Parvana©Le Pacte

La vie sous les Talibans racontée aux enfants

Critique
de Nora Twomey
94 minutes 2018

Les histoires, gardiennes de la mémoire
« Tout change toujours, Parvana. Les histoires sont là pour nous le rappeler. » Pour le père de Parvana, héroïne éponyme du film de Nora Twomey, les histoires sont un acte de résistance. Dans un Kaboul régi par les Talibans, il raconte à sa fille, interdite d’école, l’histoire – riche et tragique – de leur pays. Il éduque ainsi la petite fille, lui transmettant, de manière souterraine, la mémoire afghane. Conscient de cette importance des histoires dans la vie de tous les enfants, Parvana choisit d’en raconter deux en même temps. D’un côté la vie quotidienne de Parvana, petite fille obligée de se déguiser en garçon pour nourrir sa famille après l’arrestation de son père ; de l’autre le conte, que l'héroïne elle-même raconte, histoire merveilleuse et terrifiante du jeune Soliman, parti combattre un terrible roi-éléphant pour assurer la survie de son village.

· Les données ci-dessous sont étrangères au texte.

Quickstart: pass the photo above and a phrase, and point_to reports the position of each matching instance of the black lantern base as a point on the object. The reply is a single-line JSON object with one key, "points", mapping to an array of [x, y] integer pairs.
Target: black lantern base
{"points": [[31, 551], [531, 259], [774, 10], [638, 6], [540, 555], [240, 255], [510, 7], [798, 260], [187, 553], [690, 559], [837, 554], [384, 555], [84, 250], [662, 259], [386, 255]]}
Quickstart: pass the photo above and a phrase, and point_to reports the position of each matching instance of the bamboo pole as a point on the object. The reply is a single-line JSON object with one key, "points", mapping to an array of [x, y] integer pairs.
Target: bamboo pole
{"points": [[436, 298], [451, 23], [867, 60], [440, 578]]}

Être une fille sous le régime taliban
Adapté d’un roman jeunesse, Parvana fait ainsi revivre le Kaboul de la fin des années 1990, avant l’invasion américaine. La ville est alors soumise à la loi des talibans, qui interdisent aux femmes – même pré-pubères – de se montrer seules dans l’espace public, et s’attachent à détruire toute trace de la culture et de l’histoire préislamiques du pays. Brimades, emprisonnement et passages à tabac… le scénario retranscrit avec précision les violences infligées aux femmes et aux opposants du régime. Une atmosphère lourde qui contraste avec la beauté du graphisme : la couleur explose dès qu’une brèche se dessine entre le gris des murs et le jaune de la poussière – les grands yeux verts de Parvana, le rouge vif de son voile, les teintes bariolées des étals du marché.
Il est dommage que ce graphisme, si précis quand il s’agit de retranscrire l’époque, soit plus grossier pour les personnages. Dotés d’une palette d’émotion trop limitée, ils présentent souvent au spectateur un visage un peu lisse. Leur profondeur psychologique s’en trouve à ce point restreinte que chaque personnage peut être réduit à un seul trait de caractère : la petite fille courageuse, la mère résignée, le méchant taliban, le gentil taliban… Ce recours à des archétypes, s’il ne dérangera probablement pas les enfants, frustrera les adultes.

Le courage des enfants
Il est dommage aussi que l’enchâssement des deux récits se fasse de manière trop mécanique. La réalisatrice et sa scénariste introduisent chaque fois l’irruption du conte par un prétexte narratif : systématiquement, lorsque Parvana rentre chez elle après avoir écumé les rues de Kaboul à la recherche de son père, sa mère ou sa sœur lui demandent de raconter l’histoire de Soliman pour calmer le dernier-né de la famille. Cette manière très didactique d’amener le conte rend les parallèles entre la vie de Parvana et les aventures de Soliman un peu grossiers.Ce didactisme se résorbe heureusement dans la dernière partie du film, alors que les dangers auxquels sont confrontés Parvana et Soliman se font de plus en plus pressants (pour elle l’approche de la guerre, la découverte de son travestissement par un taliban, les menaces sur son père ; pour lui, la confrontation avec le terrible roi-éléphant). À la faveur de l’accélération du récit, les deux histoires se croisent de manière plus fluide, et se font écho de façon plus subtile. Le conte devient alors le support du récit réaliste, au lieu d’en être une respiration accessoire. Naît ainsi l’idée que ces histoires que l’on se raconte (ou qu’on nous raconte) sont un puits auquel on peut s’abreuver de courage et de connaissances, pour affronter ensuite ses démons de la vie réelle. Une morale à laquelle les (grands) enfants seront sans nul doute sensibles.
D'un point de vue pédagogique, le film est accessible au Cycle 3. Au collège, il pourra nourrir le programme de Sixième en EMC ("Les inégalités face à l'éducation") et Français ("Contes et récits merveilleux"), ou de manière plus périphérique le programme de Géographie de 5ème ("Les inégalités devant l'alphabétisation", "La question de l'accès l'eau").